Assistant professor Jasmine Townsend has ordered 12 sports wheelchairs for use in the recreational therapy program at The University of Mississippi.

Although she is new to The University of Mississippi, assistant professor Jasmine Townsend has ambitious plans in store for the recreational therapy program in the Department of Health, Exercise Science and Recreation Management.

She began teaching therapeutic recreation courses at Ole Miss this semester and has purchased 12 sports wheelchairs through the university to be used in class and adaptive sports.
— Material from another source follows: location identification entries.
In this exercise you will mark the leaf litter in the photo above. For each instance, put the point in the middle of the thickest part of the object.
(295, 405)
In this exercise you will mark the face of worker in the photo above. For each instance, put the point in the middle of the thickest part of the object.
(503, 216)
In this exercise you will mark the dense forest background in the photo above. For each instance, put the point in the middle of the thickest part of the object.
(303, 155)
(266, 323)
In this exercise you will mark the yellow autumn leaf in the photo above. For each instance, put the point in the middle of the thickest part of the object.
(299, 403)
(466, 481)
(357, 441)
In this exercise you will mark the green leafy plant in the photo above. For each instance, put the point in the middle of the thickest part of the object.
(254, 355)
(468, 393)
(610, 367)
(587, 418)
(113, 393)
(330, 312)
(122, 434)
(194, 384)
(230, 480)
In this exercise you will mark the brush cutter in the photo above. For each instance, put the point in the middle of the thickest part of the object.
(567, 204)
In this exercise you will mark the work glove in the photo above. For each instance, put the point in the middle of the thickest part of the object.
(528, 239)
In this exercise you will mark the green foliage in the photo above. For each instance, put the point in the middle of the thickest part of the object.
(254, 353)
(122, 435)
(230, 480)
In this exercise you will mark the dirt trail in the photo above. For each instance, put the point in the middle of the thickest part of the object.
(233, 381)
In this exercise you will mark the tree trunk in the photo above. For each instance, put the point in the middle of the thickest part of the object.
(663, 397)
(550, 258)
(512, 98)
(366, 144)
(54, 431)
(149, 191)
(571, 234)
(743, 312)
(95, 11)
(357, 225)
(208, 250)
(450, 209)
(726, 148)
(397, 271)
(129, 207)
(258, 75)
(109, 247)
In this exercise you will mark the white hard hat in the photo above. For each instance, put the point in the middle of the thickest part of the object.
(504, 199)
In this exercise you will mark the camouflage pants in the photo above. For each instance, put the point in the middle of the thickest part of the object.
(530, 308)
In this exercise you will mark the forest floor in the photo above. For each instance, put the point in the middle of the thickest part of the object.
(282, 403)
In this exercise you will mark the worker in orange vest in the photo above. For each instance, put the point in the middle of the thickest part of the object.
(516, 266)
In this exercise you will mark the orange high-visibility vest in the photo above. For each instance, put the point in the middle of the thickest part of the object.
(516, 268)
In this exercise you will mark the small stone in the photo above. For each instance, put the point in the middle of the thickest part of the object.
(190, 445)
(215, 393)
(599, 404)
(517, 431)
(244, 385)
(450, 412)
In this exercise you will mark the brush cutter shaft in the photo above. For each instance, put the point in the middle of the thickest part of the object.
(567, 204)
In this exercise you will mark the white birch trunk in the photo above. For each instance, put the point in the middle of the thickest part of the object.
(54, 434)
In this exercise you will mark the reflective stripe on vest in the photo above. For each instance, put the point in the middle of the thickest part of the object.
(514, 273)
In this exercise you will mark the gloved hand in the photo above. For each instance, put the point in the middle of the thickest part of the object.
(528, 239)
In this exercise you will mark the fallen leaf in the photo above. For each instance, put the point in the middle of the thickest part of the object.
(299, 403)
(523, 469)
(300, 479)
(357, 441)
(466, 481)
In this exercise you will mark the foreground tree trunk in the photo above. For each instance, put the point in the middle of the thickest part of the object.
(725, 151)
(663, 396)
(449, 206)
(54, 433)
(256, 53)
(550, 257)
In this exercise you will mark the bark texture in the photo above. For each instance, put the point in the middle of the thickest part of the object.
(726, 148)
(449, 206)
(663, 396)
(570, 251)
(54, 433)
She said the wheelchairs are currently being manufactured but are expected to arrive around January 2013. When they arrive, she will incorporate them into her classes and use them for learning activities.

“The wheelchairs will be great for teaching the students how to work with folks that are going to be wheelchair bound,” said Kim Beason, professor and coordinator of park and recreation management. “I know that Dr. Townsend will go the next step with it and introduce it as a viable form of recreation.”

When the wheelchairs are not used for in-class learning activities, the sports chairs will be used in several wheelchair sports, including basketball, bocce ball and “murderball,” also known as rugby.

Townsend eventually hopes to hold a Paralympics event in Oxford to draw attention to adaptive sports and Paralympic athletes.

Jasmine Townsend’s husband Jeff Townsend is no stranger to adaptive sports; he played wheelchair basketball as an undergraduate.

“I think it’s really forward-thinking of the university to supply these chairs and to allow her to have the funds to get these chairs because I think it’s something that can benefit a lot of students,” he said. “I hope it’ll be eye-opening in the fact that students, faculty and staff will take advantage of the opportunity to jump in the wheelchairs and just try out an adaptive sport.”

Jasmine Townsend also hopes the wheelchairs will serve as a potential method of recruiting for the recreational therapy major. Both she and Beason said the profession is a growing one.

“We know that over the last couple of years there have been a lot of information outlets that have shown that the job market for people in the field of therapeutic recreation has increased, and it will increase,” Beason said.